August 26, 2010

KnoxNews.com

Venable: One more push for a 'bottle bill'

What if a Tennessee lawmaker crafted legislation that would (a) generate millions of dollars in self-sustaining revenue, (b) create an estimated 1,500 jobs and (c) drastically improve the beauty of the landscape?

It probably would get bottled-up in committee and never see the light of day, that's what.

At least it would if history repeats itself like it has since 2004.

But Marge Davis, ever the optimist, thinks that won't be the case this time around.

"This is a grassroots effort that has been gaining support from citizens and industry alike," she says. "We're making an all-out effort to get it passed."

"It" is a law that would require a 5-cent deposit on most bottled and canned beverages. Although this initiative has proved quite successful in 10 states, primarily in the Northeast, it has gained little traction in the South.

Which may help explain why roadways and ditches in Maine, Connecticut and Vermont aren't axle-deep in bottles and cans the way they are in Dixie.

It is a gross understatement to describe Marge Davis as tenacious. Over the last six years, she has crisscrossed Tennessee and attended innumerable meetings on behalf of a "bottle bill." She estimates she has spent $50,000 of her own money in this effort.

"It's been quite a learning experience," the 56-year-old Davis told me from her home in Mount Juliet. "I've talked to people from every walk of life, every political party, every race, every ideology. Eighty percent of them support this legislation."

Such consensus-building, she believes, has resulted in a much stronger proposal.

"What we started with six years ago was not a good bill," she admitted. "It was a mishmash of laws from other states. But we have worked with every major stakeholder and done a lot of changing. That's one reason so many industry groups are now behind it."

This isn't your father's old "Coke bottle" deposit process.

Under the new proposal, grocers and convenience stores would not be required to buy used bottles and cans from customers. They could if they wanted to, but it wouldn't be mandatory. Instead, the free market would take over via a network of hundreds of independent redemption centers across the state.

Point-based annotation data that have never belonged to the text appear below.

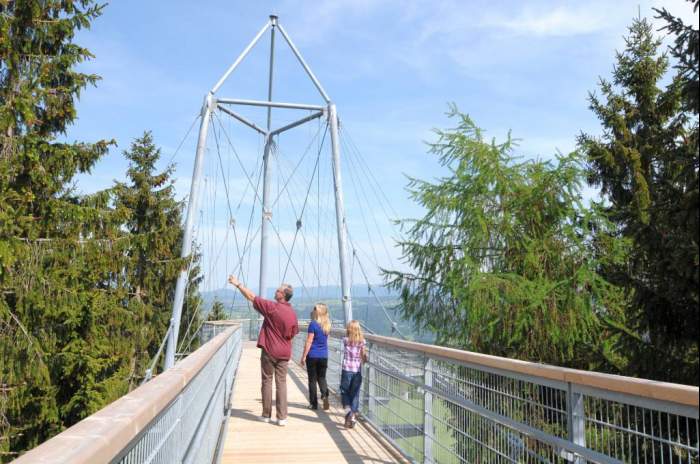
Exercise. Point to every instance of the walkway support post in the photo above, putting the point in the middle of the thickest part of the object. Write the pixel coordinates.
(266, 209)
(340, 214)
(428, 431)
(209, 103)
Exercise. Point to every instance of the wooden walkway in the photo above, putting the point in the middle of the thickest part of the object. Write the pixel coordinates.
(309, 436)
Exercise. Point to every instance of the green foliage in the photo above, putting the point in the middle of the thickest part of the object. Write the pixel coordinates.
(86, 282)
(217, 312)
(504, 259)
(152, 219)
(646, 165)
(48, 336)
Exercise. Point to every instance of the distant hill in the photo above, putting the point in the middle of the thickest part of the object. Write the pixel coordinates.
(365, 307)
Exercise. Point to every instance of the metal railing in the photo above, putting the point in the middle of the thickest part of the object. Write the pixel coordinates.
(177, 417)
(440, 405)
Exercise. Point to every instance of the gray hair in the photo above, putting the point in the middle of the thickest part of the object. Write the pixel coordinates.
(288, 291)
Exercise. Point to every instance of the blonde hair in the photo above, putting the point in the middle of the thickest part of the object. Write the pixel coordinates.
(320, 315)
(354, 332)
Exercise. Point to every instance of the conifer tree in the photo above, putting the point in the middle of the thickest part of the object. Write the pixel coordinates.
(217, 312)
(152, 217)
(646, 165)
(503, 261)
(60, 322)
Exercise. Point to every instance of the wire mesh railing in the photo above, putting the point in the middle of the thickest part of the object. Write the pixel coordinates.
(176, 417)
(439, 405)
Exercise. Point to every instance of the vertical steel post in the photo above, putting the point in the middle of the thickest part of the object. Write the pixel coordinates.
(428, 412)
(576, 416)
(372, 385)
(340, 214)
(266, 211)
(189, 224)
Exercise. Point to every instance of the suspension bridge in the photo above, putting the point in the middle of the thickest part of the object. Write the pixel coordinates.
(419, 402)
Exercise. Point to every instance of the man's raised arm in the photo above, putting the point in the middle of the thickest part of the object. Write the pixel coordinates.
(246, 292)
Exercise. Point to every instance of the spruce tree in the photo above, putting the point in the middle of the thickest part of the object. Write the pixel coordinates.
(61, 318)
(152, 217)
(646, 166)
(217, 312)
(504, 260)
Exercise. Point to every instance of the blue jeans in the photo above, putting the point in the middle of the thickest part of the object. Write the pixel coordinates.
(350, 383)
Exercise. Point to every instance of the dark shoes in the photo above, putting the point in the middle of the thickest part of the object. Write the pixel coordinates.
(349, 423)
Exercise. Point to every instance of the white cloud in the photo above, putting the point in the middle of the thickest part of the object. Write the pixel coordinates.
(560, 21)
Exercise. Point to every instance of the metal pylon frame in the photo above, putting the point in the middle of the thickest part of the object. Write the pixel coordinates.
(211, 103)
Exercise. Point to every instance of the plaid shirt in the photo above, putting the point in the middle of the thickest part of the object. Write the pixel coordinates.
(352, 355)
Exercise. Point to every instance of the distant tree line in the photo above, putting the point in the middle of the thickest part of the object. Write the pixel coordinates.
(508, 260)
(86, 281)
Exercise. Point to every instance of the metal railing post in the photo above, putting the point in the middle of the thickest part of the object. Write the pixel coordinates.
(371, 387)
(576, 416)
(428, 412)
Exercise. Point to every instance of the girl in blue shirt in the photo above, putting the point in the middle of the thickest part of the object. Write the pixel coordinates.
(315, 356)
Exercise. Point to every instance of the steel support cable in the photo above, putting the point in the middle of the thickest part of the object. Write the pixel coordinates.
(187, 284)
(284, 248)
(394, 325)
(370, 174)
(177, 150)
(362, 216)
(306, 151)
(298, 218)
(374, 219)
(228, 199)
(256, 196)
(303, 208)
(240, 162)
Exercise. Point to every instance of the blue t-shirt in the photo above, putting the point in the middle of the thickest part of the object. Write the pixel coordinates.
(319, 347)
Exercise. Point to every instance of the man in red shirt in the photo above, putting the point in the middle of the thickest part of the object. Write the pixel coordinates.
(279, 327)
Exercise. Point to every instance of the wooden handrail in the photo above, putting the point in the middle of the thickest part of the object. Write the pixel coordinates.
(664, 391)
(103, 435)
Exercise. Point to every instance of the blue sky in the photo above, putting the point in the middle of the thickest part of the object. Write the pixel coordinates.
(390, 66)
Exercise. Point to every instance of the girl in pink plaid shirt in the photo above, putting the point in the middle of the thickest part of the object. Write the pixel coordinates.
(354, 353)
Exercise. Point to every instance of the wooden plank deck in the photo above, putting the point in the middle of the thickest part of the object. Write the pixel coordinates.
(309, 437)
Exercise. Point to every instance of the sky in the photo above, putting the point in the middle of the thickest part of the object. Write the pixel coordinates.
(390, 66)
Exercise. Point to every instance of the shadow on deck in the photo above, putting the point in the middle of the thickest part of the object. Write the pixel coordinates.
(309, 437)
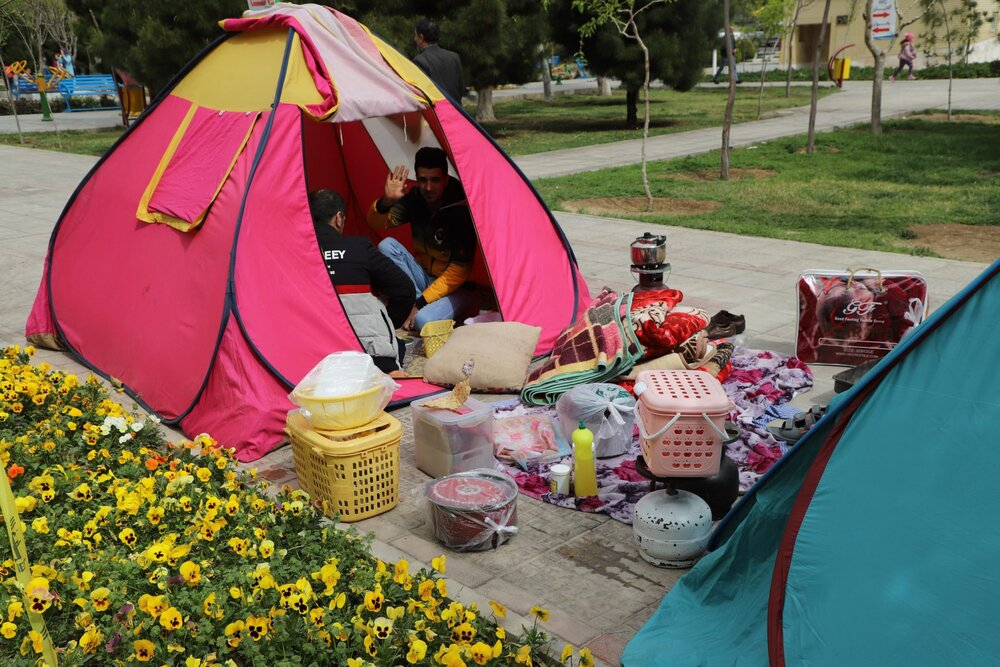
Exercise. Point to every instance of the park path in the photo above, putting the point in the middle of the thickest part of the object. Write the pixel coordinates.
(850, 106)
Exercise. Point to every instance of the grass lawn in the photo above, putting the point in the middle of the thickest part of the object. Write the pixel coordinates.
(570, 121)
(858, 190)
(84, 142)
(532, 126)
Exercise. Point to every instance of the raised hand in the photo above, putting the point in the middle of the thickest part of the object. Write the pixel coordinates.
(395, 185)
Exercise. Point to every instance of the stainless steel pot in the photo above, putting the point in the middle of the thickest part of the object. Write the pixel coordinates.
(649, 250)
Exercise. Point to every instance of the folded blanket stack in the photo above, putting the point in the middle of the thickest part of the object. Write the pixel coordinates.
(601, 345)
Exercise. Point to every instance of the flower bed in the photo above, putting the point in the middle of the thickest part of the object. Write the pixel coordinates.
(146, 551)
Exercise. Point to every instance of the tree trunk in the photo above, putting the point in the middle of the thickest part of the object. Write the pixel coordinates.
(879, 56)
(484, 104)
(763, 73)
(645, 114)
(791, 46)
(10, 99)
(632, 108)
(811, 142)
(947, 32)
(546, 79)
(727, 120)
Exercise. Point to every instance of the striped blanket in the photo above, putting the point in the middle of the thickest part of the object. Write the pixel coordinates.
(601, 345)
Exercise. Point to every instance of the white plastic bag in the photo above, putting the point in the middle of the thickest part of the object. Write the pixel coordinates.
(343, 391)
(606, 409)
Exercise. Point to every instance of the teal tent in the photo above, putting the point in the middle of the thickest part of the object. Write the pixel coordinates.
(873, 541)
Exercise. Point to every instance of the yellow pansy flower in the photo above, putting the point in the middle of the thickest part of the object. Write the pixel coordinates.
(481, 653)
(101, 597)
(144, 650)
(417, 652)
(191, 572)
(171, 618)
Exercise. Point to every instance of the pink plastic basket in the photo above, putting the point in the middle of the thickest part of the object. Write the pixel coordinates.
(681, 417)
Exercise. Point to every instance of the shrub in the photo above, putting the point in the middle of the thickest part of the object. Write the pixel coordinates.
(141, 550)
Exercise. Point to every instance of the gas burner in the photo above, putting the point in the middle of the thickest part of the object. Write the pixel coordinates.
(651, 276)
(649, 254)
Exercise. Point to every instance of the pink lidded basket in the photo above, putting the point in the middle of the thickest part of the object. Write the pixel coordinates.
(681, 417)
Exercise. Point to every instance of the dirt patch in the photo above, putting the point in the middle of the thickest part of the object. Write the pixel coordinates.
(959, 118)
(713, 174)
(632, 206)
(972, 243)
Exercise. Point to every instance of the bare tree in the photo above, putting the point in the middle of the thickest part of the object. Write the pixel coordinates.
(878, 54)
(622, 14)
(959, 24)
(814, 102)
(727, 119)
(790, 32)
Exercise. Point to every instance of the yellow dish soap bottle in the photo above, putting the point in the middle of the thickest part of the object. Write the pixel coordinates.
(584, 472)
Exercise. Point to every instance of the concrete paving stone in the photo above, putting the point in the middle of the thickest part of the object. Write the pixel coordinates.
(464, 570)
(608, 648)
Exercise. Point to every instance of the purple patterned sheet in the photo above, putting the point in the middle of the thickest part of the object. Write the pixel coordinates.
(759, 384)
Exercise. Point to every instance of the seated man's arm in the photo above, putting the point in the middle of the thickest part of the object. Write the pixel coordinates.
(463, 251)
(390, 281)
(450, 280)
(389, 210)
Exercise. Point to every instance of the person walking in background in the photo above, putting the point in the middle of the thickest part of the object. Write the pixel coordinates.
(444, 67)
(907, 54)
(725, 61)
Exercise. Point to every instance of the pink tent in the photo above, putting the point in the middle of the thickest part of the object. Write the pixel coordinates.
(185, 266)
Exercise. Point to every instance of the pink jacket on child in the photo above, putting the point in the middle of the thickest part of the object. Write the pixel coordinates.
(908, 53)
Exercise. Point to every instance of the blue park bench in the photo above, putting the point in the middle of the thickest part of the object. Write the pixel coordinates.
(88, 85)
(83, 85)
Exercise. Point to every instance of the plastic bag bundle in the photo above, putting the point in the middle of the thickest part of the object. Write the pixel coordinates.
(606, 409)
(343, 391)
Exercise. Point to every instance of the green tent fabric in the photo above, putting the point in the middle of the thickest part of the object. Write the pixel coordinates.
(871, 542)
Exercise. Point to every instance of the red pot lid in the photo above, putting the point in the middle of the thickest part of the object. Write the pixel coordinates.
(472, 491)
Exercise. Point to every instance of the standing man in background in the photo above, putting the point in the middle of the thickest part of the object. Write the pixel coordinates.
(444, 67)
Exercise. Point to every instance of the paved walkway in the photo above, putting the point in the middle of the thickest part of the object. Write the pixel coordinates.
(850, 106)
(583, 567)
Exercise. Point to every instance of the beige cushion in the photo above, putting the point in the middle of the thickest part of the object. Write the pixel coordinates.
(501, 352)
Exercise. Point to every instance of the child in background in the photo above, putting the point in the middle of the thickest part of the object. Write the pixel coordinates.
(907, 54)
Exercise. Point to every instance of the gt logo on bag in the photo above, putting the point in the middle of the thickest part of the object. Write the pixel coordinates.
(860, 307)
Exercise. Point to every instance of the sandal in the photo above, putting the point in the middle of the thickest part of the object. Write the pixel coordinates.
(790, 430)
(726, 325)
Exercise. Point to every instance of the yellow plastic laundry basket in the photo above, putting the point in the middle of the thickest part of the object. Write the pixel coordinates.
(435, 334)
(353, 472)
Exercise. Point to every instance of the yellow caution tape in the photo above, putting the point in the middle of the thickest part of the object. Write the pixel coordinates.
(22, 569)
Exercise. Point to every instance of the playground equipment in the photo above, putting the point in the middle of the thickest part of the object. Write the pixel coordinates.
(42, 82)
(839, 69)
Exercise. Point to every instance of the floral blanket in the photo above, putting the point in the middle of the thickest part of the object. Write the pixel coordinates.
(759, 384)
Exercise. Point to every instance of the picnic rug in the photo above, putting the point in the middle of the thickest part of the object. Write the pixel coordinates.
(760, 385)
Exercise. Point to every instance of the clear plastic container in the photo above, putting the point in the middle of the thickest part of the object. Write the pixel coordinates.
(447, 442)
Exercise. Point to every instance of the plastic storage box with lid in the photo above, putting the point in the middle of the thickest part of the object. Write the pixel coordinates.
(447, 442)
(681, 417)
(352, 472)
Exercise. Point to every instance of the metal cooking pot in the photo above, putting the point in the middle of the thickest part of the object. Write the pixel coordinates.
(649, 250)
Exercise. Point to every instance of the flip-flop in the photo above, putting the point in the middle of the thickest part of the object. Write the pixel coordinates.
(790, 430)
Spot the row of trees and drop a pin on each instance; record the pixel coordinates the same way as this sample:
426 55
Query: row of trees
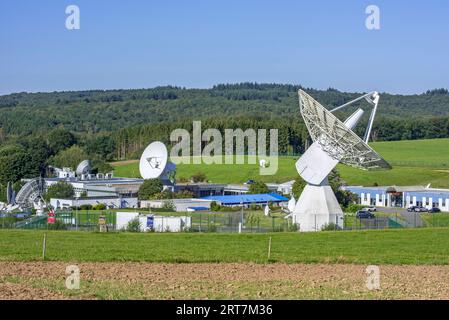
30 156
91 112
292 133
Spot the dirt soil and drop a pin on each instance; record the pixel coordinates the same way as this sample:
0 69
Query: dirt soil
46 280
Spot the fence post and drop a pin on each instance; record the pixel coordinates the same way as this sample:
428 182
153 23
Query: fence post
269 249
44 246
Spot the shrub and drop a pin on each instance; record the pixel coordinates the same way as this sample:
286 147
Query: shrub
330 227
258 187
214 206
99 206
168 205
133 225
150 188
198 177
58 225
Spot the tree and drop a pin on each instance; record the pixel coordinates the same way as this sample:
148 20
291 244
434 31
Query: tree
198 177
13 163
60 139
60 189
150 188
39 152
258 187
102 145
70 157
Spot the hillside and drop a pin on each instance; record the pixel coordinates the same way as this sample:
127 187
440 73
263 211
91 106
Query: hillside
110 110
417 162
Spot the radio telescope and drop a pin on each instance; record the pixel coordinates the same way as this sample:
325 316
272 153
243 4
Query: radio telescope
333 142
31 194
84 167
154 163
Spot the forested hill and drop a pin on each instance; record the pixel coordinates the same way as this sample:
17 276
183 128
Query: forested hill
110 110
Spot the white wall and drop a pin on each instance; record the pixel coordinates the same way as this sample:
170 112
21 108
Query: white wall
160 223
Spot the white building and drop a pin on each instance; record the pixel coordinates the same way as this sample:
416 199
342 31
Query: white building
109 202
149 222
180 205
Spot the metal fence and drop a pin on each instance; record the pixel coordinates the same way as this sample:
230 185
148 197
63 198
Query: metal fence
242 222
245 221
64 220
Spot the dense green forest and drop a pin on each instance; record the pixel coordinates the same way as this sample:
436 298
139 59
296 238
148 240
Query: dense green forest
111 110
63 128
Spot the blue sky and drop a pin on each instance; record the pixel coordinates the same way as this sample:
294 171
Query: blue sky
140 44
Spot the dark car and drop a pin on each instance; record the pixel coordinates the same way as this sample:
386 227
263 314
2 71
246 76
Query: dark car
363 214
416 209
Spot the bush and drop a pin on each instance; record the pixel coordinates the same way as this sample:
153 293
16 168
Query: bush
198 177
214 206
58 225
352 208
61 189
257 188
330 227
168 205
85 207
133 225
99 206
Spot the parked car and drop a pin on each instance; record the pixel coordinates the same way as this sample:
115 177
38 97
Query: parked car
420 209
364 214
416 209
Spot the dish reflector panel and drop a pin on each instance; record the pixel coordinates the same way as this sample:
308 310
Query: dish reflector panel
339 142
153 160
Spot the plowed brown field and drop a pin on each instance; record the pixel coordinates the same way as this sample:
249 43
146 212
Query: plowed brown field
46 280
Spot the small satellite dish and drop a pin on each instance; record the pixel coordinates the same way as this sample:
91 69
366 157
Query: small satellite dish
84 167
154 162
263 163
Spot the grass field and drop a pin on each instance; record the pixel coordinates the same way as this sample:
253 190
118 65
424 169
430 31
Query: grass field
410 246
440 219
417 162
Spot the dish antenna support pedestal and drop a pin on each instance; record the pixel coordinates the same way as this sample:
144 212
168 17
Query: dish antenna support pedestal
334 142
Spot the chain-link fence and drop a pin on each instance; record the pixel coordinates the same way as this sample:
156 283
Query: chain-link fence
243 221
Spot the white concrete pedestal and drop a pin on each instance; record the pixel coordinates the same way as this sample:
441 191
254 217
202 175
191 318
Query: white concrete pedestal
316 207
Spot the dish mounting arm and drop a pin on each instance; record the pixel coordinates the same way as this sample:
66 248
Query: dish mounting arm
373 99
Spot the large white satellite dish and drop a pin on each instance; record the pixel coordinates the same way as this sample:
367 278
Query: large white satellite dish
154 162
333 142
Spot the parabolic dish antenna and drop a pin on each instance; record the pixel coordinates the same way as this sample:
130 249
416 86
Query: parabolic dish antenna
333 142
31 192
336 139
84 167
154 162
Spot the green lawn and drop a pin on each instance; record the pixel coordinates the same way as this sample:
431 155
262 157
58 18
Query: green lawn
407 246
440 219
417 162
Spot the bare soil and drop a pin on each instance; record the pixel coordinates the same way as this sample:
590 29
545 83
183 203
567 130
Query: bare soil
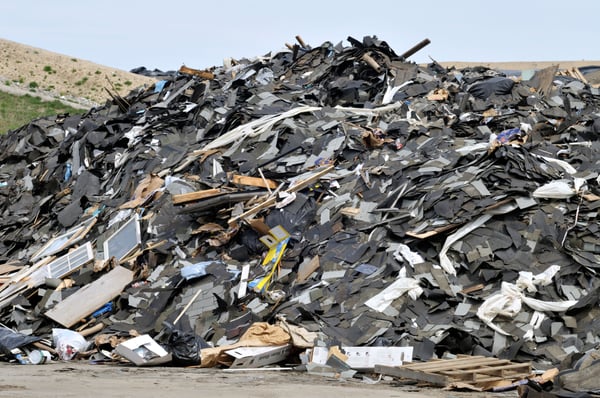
25 69
81 380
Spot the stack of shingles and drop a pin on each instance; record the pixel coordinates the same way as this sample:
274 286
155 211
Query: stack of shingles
421 196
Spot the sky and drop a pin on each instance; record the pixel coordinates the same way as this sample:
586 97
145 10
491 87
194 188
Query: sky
167 34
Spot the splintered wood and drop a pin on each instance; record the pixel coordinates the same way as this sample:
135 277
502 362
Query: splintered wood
476 371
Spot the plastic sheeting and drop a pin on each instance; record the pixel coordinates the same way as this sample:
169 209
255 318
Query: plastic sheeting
509 300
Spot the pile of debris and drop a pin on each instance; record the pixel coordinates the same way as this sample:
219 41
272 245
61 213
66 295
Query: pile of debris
340 189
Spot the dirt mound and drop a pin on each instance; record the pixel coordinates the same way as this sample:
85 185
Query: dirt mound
26 69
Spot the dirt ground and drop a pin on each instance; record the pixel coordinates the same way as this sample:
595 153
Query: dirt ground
82 380
39 72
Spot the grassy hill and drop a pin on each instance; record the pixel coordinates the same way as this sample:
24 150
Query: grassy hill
17 110
35 83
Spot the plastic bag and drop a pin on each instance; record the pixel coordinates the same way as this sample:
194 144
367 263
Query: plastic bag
10 340
184 346
68 343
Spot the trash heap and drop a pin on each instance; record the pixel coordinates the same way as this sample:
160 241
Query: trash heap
341 189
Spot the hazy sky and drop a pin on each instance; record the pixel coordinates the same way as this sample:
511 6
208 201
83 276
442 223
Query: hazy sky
166 34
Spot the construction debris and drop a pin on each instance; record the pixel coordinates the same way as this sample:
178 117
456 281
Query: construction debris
473 372
342 191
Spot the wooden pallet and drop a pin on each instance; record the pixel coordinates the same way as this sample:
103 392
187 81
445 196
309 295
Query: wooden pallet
477 371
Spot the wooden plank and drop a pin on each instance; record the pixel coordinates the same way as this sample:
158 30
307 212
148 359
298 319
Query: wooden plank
454 363
191 196
476 370
8 267
90 297
253 181
403 372
489 370
271 201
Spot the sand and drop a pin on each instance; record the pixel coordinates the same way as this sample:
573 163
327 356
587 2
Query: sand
81 379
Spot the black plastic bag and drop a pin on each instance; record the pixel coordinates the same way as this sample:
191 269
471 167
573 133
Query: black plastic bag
184 347
10 340
496 85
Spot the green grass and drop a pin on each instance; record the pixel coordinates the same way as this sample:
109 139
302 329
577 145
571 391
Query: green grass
17 110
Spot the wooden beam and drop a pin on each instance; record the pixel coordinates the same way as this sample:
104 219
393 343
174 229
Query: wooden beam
402 372
90 297
192 196
253 181
272 200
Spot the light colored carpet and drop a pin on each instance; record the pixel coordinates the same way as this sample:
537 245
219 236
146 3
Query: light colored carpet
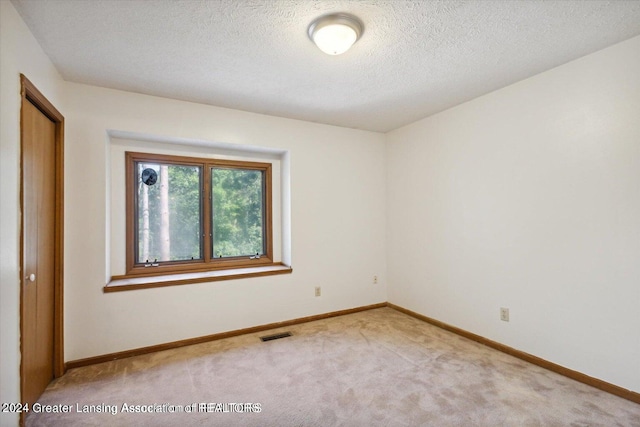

These facilities would refund the 5-cent deposit to consumers, keep upwards of another penny per container for handling, and then be permitted to sell the glass, aluminum and plastic to smelters and other wholesale processors. As a result, Davis says, the volume of recycled material, much-needed by industry, would be dramatically increased.

She estimates that the recycled returns (now about 10 percent) would jump to 80 percent. Considering 4.5 billion bottles and cans are sold annually in Tennessee alone, we're talking megatons of recyclable metal, glass and plastic.

Obviously, Davis isn't fighting a one-person battle. She enjoys a network of widely diverse interests - outdoor clubs to business associations, agricultural groups to county officials - that also are pushing for passage.

After being drowned out in the past by the beverage and grocery lobbies, they just might prevail when the General Assembly convenes in 2011. For the sake of cleaner roadways, I hope so.